A novel multi-cell square tubal structure based on Voronoi tessellation for enhanced crashworthiness

• Published in: Thin-walled structures Vol. 150; p. 106690
• Main Authors: Abdullahi, Hamza Sulayman, Gao, Shuming
• Format: Journal Article
• Language: English
• Published: Elsevier Ltd 01.05.2020
• Subjects: Crashworthiness; Multi-cell tube; Multi-objective optimization; Multiple loading; Voronoi tessellation; Multiple loading; Multi-objective optimization; Multi-cell tube; Voronoi tessellation; Crashworthiness
• ISSN: 0263-8231; 1879-3223
• DOI: 10.1016/j.tws.2020.106690

In this paper, a novel multi-cell tubal structure with randomized cell sizes is proposed to enhance the energy absorption of the conventional square tubes by utilizing the random nature of Voronoi tessellations. Experiments were conducted to develop and validate finite element models.
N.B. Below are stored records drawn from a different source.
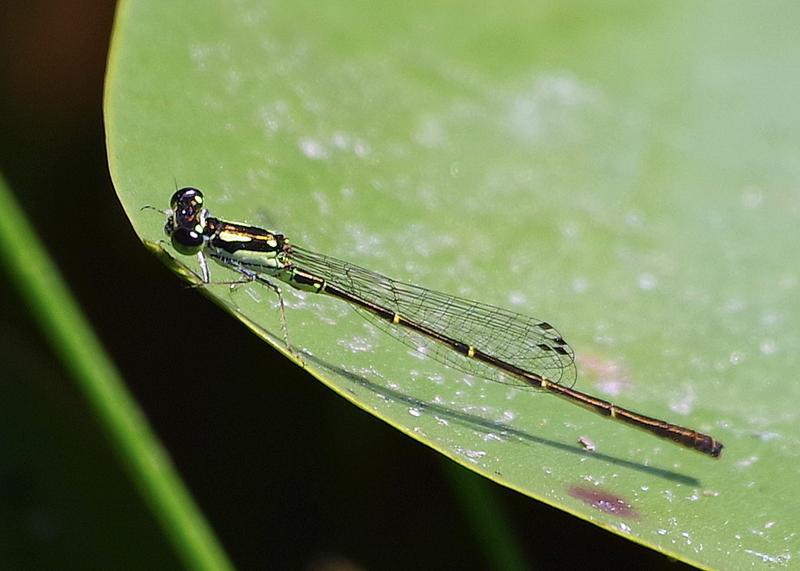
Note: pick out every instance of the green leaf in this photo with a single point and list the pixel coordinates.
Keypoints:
(100, 385)
(626, 172)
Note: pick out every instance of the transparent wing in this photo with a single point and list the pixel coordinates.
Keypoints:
(516, 339)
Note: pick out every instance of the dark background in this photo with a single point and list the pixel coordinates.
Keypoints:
(289, 475)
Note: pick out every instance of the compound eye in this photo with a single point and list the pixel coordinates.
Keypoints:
(186, 197)
(187, 242)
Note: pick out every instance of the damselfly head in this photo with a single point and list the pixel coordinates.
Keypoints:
(186, 221)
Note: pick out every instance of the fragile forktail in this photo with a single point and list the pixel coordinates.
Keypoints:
(477, 338)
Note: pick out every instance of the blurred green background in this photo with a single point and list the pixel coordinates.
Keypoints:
(353, 491)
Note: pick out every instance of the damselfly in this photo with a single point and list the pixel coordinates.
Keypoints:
(480, 339)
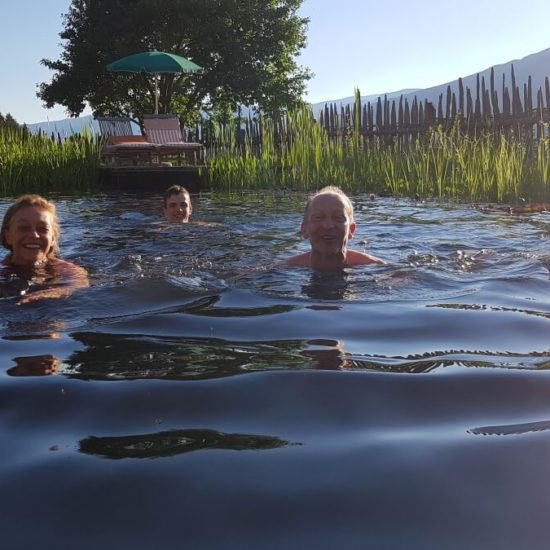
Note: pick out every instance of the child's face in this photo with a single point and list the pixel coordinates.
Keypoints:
(178, 208)
(328, 226)
(30, 236)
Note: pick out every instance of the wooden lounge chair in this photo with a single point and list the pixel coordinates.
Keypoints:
(114, 126)
(121, 145)
(165, 132)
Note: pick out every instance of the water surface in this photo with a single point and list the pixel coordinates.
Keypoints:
(199, 396)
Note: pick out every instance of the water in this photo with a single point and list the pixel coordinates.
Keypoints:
(194, 397)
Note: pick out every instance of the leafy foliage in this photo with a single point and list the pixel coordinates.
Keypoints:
(8, 121)
(247, 50)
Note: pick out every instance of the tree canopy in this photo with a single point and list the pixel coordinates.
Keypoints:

The crashworthiness of these tubes was demonstrated by applying axial and bending loads using the finite element method. The proposed multi-cell tubal structures exhibit a progressive and stable deformation with the formation of folds in the axial loading case and a local and global deformation for the lateral bending case. The peak crushing force (PCF) and specific energy absorption (SEA) of the proposed multi-cell tubal structures were found to be better than the regular multi-cell square tubes with equal cell sizes when subjected to axial loads. When subjected to lateral bending load, the proposed multi-cell tubal structures have a better PCF while the regular multi-cell square tubes have a better SEA. An optimization problem was formulated to enhance the crashworthiness of the structures. The objective functions were derived using meta-models to speed off the search for optimal structures. The axial crushing and lateral bending cases were optimized separately and combined. Multi-objective particle swarm optimization (MOPSO) was employed to solve the optimization problems. The optimal tubal structures have a crushing efficiency of 87.1% and 85.6% for axial and bending loads, respectively.